Five local artists have been selected to create portraits of five Baltimore mayors for permanent display in City Hall.
More than 180 artists sought the commissions after Mayor Brandon Scott announced the Faces of Leadership Mayor’s Portraits Competition earlier this year. The goal was to identify artists to create portraits of five mayors not currently represented in the Hyman Aaron Pressman Room on the second floor of City Hall. The Mayor’s Office issued a Request for Qualifications in January and set February 19 as the deadline for artists to express interest.
In addition to Scott, the mayors who will have their portraits painted are: Bernard “Jack” Young, who served from 2019 to 2020; Catherine Pugh (2016 to 2019); Stephanie Rawlings-Blake (2010 to 2016) and Sheila Dixon (2007 to 2010). The portraits will be displayed alongside other mayoral portraits in the Hyman Aaron Pressman Board Room on the second floor of City Hall, where the Board of Estimates meets.
The selected artists were announced on Friday on the Midday radio program hosted by Tom Hall on WYPR-FM. They are: Ernest Shaw for Scott; Karen Warshal for Young; Kennedy Ringgold for Pugh; Megan Lewis for Rawlings-Blake, and Andrew Pisacane, also known as Gaia, for Dixon.

The second floor of City Hall has portraits of 27 mayors in the Pressroom room and the anteroom leading to it, with space for more. The first mayor with a portrait is James Calhoun, who served three terms and part of a fourth, from 1794 to 1804. The last mayor with a portrait on display is Martin O’Malley, who was mayor from 1999 to 2007.
According to Tonya Miller Hall, Senior Advisor of Arts and Culture in the Mayor’s Office, the artists were selected after review by a panel of judges that included Cara Ober, founding editor and publisher of Bmore Art, Baltimore’s art and culture publication; artist and curator Jeffrey Kent; former Maryland Institute College of Art president Samuel “Sammy” Hoi; art consultant Jenenne Whitfield; Erika McClammy representing the Comptroller’s Office; and herself.
The list of candidates was narrowed from 180 to 17 finalists. From there, the mayors were asked to look at the finalists’ work and name the top three that they would prefer to have paint their portraits. This phase of the review was a ‘blind’ process, in which the artists’ names were redacted to ensure an impartial selection. In cases where multiple mayors chose the same artist as their top pick, the judges used a lottery system to make the final selection, guaranteeing that five different artists would be chosen.
The competition promised an award of $20,000 per portrait, a figure that’s intended to cover all artist fees, materials and associated costs.
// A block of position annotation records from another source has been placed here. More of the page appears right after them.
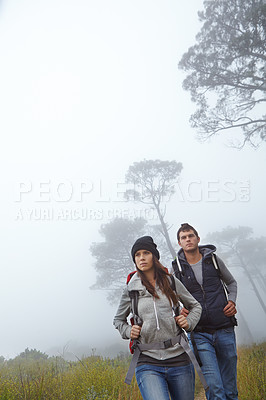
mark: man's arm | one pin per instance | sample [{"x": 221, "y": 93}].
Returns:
[
  {"x": 231, "y": 284},
  {"x": 228, "y": 279}
]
The Mayor’s Office is aiming for the five portraits to be completed in six to eight months.
In conjunction with the new portraits, the Mayor’s Office is working with The Peale museum to create a narrative history of the portraits that are currently on display in City Hall.
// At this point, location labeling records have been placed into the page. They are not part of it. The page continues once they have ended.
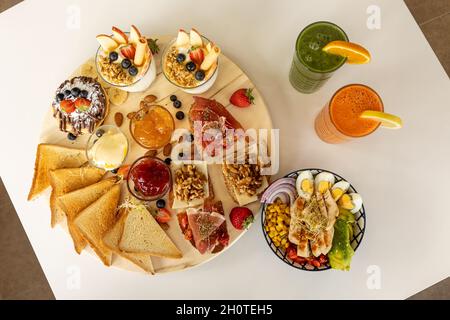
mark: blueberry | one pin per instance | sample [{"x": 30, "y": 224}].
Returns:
[
  {"x": 161, "y": 203},
  {"x": 99, "y": 133},
  {"x": 200, "y": 75},
  {"x": 133, "y": 71},
  {"x": 75, "y": 92},
  {"x": 179, "y": 115},
  {"x": 190, "y": 66},
  {"x": 113, "y": 56},
  {"x": 59, "y": 97},
  {"x": 177, "y": 104},
  {"x": 126, "y": 63},
  {"x": 71, "y": 136}
]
“The Mayor’s Portraits Competition marks a pivotal moment in Baltimore’s cultural history, heralding a new era of contemporary portraiture,” said Miller Hall. “By showcasing the talents of local artists and honoring the diverse voices and visions of our mayors, this competition not only enriches our cultural landscape but will serve as timeless reflections of leadership, inspiring future generations.”
It was “really thrilling to see what mayors picked what artists” and “how they see themselves in the work that the artists presented” and how they want to be remembered, Miler Hall told Hall. “This work will live in perpetuity, as long as City Hall is there.”
“What’s so significant about this opportunity is giving Baltimore-based artists a leading role in creating our own art history,” Ober said. “Not only is Baltimore investing directly in the careers of some of its most successful portrait artists, but our city is giving visual artists a leading role in a historic form of communication, working directly with the mayors to represent our collective legacy, both politically and culturally.”
The artists “are getting this opportunity to actually shape art history, to shape the way that we view these powerful individuals,” she told Hall.
“These Baltimore-based artists have shown their talent, passion, and dedication to our city by capturing the story of leadership in Baltimore,” Scott said, in a statement. “Their work will live on in City Hall, and help shape Baltimore’s vibrant culture and promising future for generations to come. It is an honor to recognize their contributions through this competition and ensure that their work lives on in our city’s history.”
Miller Hall and Ober said they’re pleased that all of the selected artists are from Baltimore, because the competition wasn’t limited to local artists. “It just really speaks to the talent that we have in Baltimore,” Miller Hall said.
And yet “each portrait will be stylistically distinct,” Ober said. “It’s not going to look like the same person painted all five…The selections that were made are going to give us a beautiful balance and reflection of the richness that we have in the city right now.”